Personal information
- Full name: Leandro Barrera
- Date of birth: February 22, 1991 (age 34)
- Place of birth: Godoy Cruz, Mendoza, Argentina
- Height: 1.73 m (5 ft 8 in)
- Position: Forward

Team information
- Current team: San Martín Mendoza

Youth career
- Argentinos Juniors

Senior career*
- Years: Team / Apps / (Gls)
- 2010–2014: Argentinos Juniors / 42 / (3)
- 2014: → Chivas USA (loan) / 32 / (1)
- 2015–2017: San Jose Earthquakes / 6 / (0)
- 2016: → San Martín SJ (loan) / 0 / (0)
- 2016–2017: → Chacarita Juniors (loan) / 23 / (1)
- 2017–2018: All Boys / 21 / (1)
- 2018–2020: Marítimo / 29 / (2)
- 2019: Marítimo B / 2 / (0)
- 2020: → Mafra (loan) / 3 / (0)
- 2020–2022: Santiago Morning / 46 / (8)
- 2023: Peñarol de Chimbas [es] / 16 / (1)
- 2024: Deportes Santa Cruz / 25 / (3)
- 2025: Cobreloa / 13 / (0)
- 2026–: San Martín Mendoza / 0 / (0)

= Leandro Barrera =

Argentine footballer (born 1991)

Leandro Iván Barrera (born February 22, 1991) is an Argentine football forward for San Martín de Mendoza.

==Career==
Barrera began his career in the renowned youth ranks of Argentinos Juniors, making his debut in the Primera Division Argentina in 2010. Pedro Troglio handed Barrera his first team debut against Club Atlético Huracán as he came in for Andrés Romero.

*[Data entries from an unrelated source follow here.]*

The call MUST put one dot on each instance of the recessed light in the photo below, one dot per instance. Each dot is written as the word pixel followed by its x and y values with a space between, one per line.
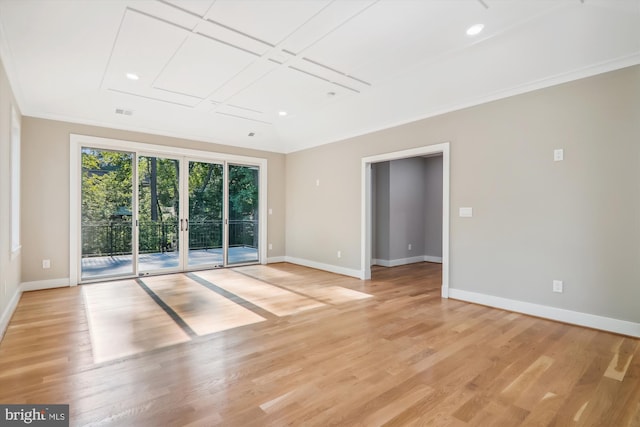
pixel 474 30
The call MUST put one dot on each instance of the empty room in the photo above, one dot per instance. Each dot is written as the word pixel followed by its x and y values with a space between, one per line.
pixel 320 212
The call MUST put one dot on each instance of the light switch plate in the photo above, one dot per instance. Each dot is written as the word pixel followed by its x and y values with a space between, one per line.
pixel 557 286
pixel 558 155
pixel 466 212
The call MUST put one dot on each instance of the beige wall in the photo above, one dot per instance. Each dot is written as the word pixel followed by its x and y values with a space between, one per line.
pixel 9 265
pixel 535 220
pixel 45 190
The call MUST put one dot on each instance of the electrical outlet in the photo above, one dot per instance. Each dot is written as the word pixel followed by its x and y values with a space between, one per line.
pixel 557 286
pixel 558 155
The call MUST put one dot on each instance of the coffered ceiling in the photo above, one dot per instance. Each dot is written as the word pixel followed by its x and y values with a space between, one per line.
pixel 283 75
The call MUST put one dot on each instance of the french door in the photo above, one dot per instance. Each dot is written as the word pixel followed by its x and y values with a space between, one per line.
pixel 146 213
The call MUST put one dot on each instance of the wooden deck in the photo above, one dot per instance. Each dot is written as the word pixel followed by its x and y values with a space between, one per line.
pixel 403 356
pixel 122 265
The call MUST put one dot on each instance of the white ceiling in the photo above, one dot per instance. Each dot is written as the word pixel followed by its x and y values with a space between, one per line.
pixel 219 70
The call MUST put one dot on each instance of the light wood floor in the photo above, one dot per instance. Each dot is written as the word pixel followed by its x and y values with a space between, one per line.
pixel 401 357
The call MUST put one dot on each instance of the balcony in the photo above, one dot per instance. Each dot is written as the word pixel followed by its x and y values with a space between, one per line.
pixel 107 245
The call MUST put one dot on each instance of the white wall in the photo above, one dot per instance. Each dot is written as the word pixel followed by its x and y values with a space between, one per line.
pixel 535 220
pixel 9 263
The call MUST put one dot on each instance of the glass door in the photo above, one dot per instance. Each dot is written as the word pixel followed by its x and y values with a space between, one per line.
pixel 158 214
pixel 204 222
pixel 146 213
pixel 243 201
pixel 106 226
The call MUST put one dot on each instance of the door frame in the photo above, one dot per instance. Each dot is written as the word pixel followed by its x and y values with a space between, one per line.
pixel 366 208
pixel 77 141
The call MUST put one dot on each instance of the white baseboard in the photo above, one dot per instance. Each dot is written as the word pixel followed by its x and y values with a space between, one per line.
pixel 44 284
pixel 609 324
pixel 326 267
pixel 405 261
pixel 8 312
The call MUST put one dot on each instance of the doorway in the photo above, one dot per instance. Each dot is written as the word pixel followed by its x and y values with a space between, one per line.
pixel 142 212
pixel 367 209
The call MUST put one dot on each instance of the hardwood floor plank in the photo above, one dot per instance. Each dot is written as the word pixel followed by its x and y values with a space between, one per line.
pixel 402 357
pixel 271 298
pixel 124 321
pixel 203 310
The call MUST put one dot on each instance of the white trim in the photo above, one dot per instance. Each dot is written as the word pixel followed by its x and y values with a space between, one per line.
pixel 15 252
pixel 39 285
pixel 553 313
pixel 326 267
pixel 75 173
pixel 366 214
pixel 398 261
pixel 405 261
pixel 8 312
pixel 545 82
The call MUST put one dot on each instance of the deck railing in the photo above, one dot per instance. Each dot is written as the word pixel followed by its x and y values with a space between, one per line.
pixel 110 238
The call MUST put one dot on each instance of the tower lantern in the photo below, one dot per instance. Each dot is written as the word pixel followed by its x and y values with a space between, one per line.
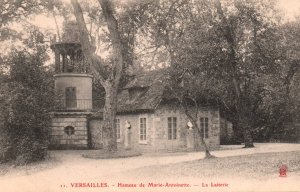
pixel 74 85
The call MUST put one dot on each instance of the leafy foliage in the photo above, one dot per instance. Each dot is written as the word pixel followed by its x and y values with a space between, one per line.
pixel 27 99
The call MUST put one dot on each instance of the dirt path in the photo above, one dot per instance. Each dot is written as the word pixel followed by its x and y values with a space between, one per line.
pixel 70 168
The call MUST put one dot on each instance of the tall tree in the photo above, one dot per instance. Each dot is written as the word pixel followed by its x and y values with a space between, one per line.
pixel 110 79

With Argentinos Barrera made 42 league appearances and scored three goals.

Barrera was loaned to Chivas USA of Major League Soccer on February 19, 2014, with Chivas having an option to purchase the player.

Following the 2014 season, the Chivas USA franchise was contracted by MLS. In November 2014, Barrera was available to other MLS clubs in the 2014 MLS Dispersal Draft but was not selected. In December 2014, Barrera was selected by San Jose Earthquakes in the MLS Waiver Draft.

On 25 June 2018 Leandro Barrera signed a three-year professional contract with Marítimo.

Barrera signed with Chilean club Cobreloa for the 2025 season, his third club in that country after Santiago Morning in 2020–2022 and Deportes Santa Cruz in 2024.

Back to Argentina, Barrera joined San Martín de Mendoza in January 2026.

==Personal life==
Leandro is the eldest brother of the footballers Pablo, Emiliano, Agustín and Santiago Barrera.